La séquence d’ouverture sondait toutefois l’espoir, quant à sa réalisation et son sens du cadre, choses que l’on ne retrouvera plus après cela, hélas. Et quand bien même, cette introduction cherche à explorer les cicatrices et le passé amoureux du détective belge, il serait vain de considérer ses faits d’armes comme un enjeu d’importance, si ce n’est pour nous les rappeler en dénouement. Avec l’âme d’un Shakespeare qui ne semble pas vouloir cohabiter avec l’univers de l’écrivaine, Branagh s’embarque dans une croisière qui n’a plus rien de palpable, plus rien d’étincelant, quand tout sonne faux, du décor jusque dans les dialogues. D’ailleurs, il sera compliqué de passer à côté de la justesse technique des fonds verts et autres caméras qui voltigeront pour un rien. Le sentiment de grandiose semble vouloir habiter chaque instant, alors que tout semble avoir été maladroitement introduit, une fois la galerie de personnages présentés.
Le réalisateur n’hésite donc pas à aller jusqu’au bout de son idée, louable dans l’intention, mais qui sera plus difficile à encaisser à la vue d’une telle indigence dans sa pauvre mise en scène. Il ajoute et déforme évidemment des éléments du roman, mais ne font que gonfler le volume du récit, déjà inutilement dense. On se perd dans autant d’accusations qui ne superposent aucune tension et c’est bien un problème lorsque l’on a des crimes à élucider. L’identité du, voire des coupables, ne semblent pas l’intéressé plus que cela, ce qui aurait pu davantage développer le profil de certains passagers, modernisés par ses soins. Mais pas de festin à l’arrivée, juste le prolongement d’un flottement qui dure depuis trop longtemps. L’ex-fiancée peut effrayer, mais disparaît dans un sommeil scénaristique, qui préfère icôniser des plans absurdes, où la mariée prête ses traits à Cléopâtre.
Il est donc consternant de se présenter devant un « Mort sur le Nil » (Death on the Nile), qui grille toutes ses cartes d’entrée et qui ne cherche pas plus que cela à rendre la lune de miel plus sucrée ou digeste.

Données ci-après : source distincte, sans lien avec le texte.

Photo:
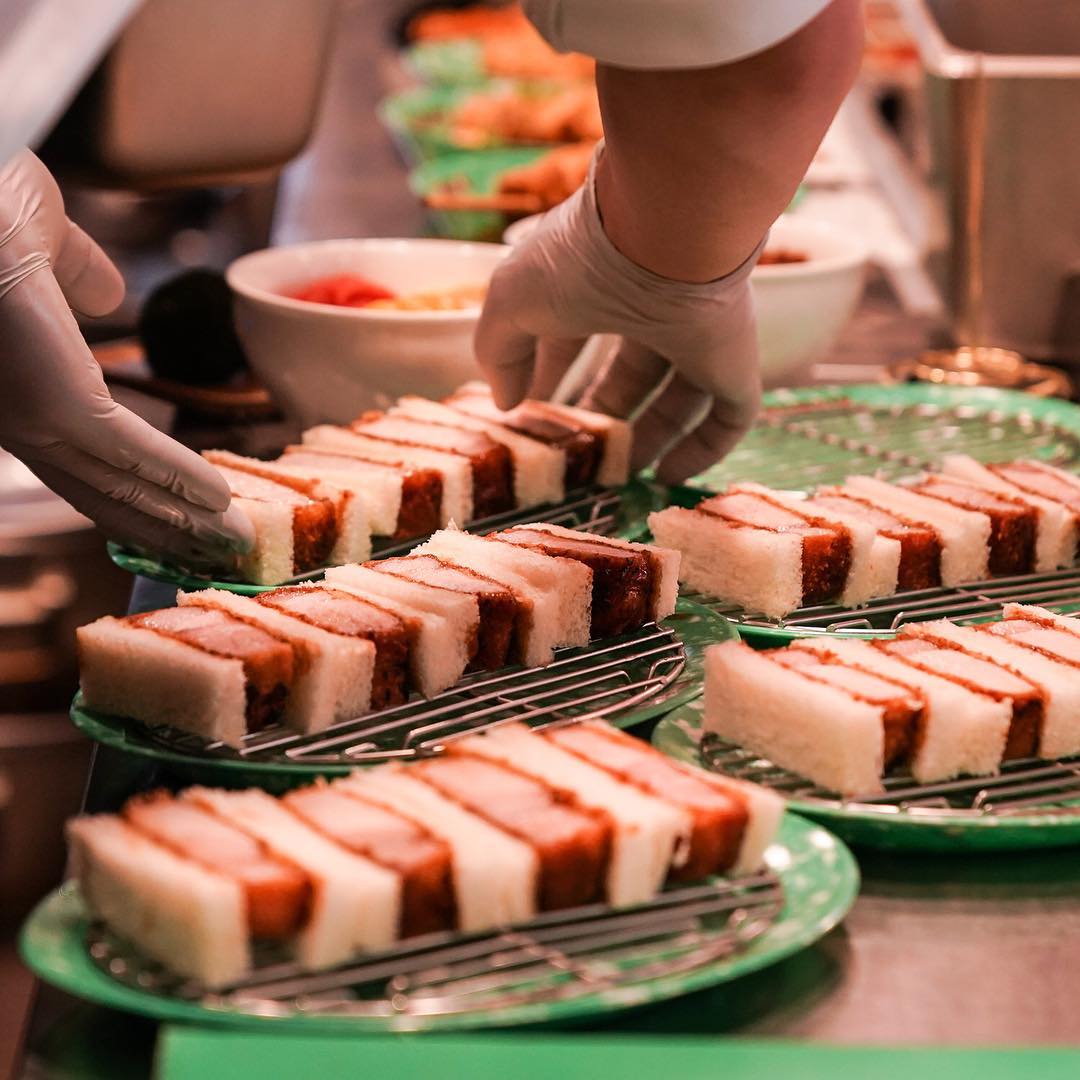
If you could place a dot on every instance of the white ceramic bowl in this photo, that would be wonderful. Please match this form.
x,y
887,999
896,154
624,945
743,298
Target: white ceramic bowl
x,y
801,307
327,364
804,307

Si c’est avec un œil plus désabusé qu’il convient de le découvrir, c’est déjà un sacrilège rien que d’y songer, non pas que le support mérite simplement plus d’attention. Mais que l’on développe au moins les déboires de l’amour et de ses conséquences sur ceux qui la convoiterait, au lieu de distiller des paillettes numériques qui ont tendance à nous renvoyer dans une salle sombre, où l’intérêt se perd de minute en minute. Un Poirot mélancolique n’a pas eu son compte et nous aurons au moins cela en commun avec cette relecture qui coule à pic.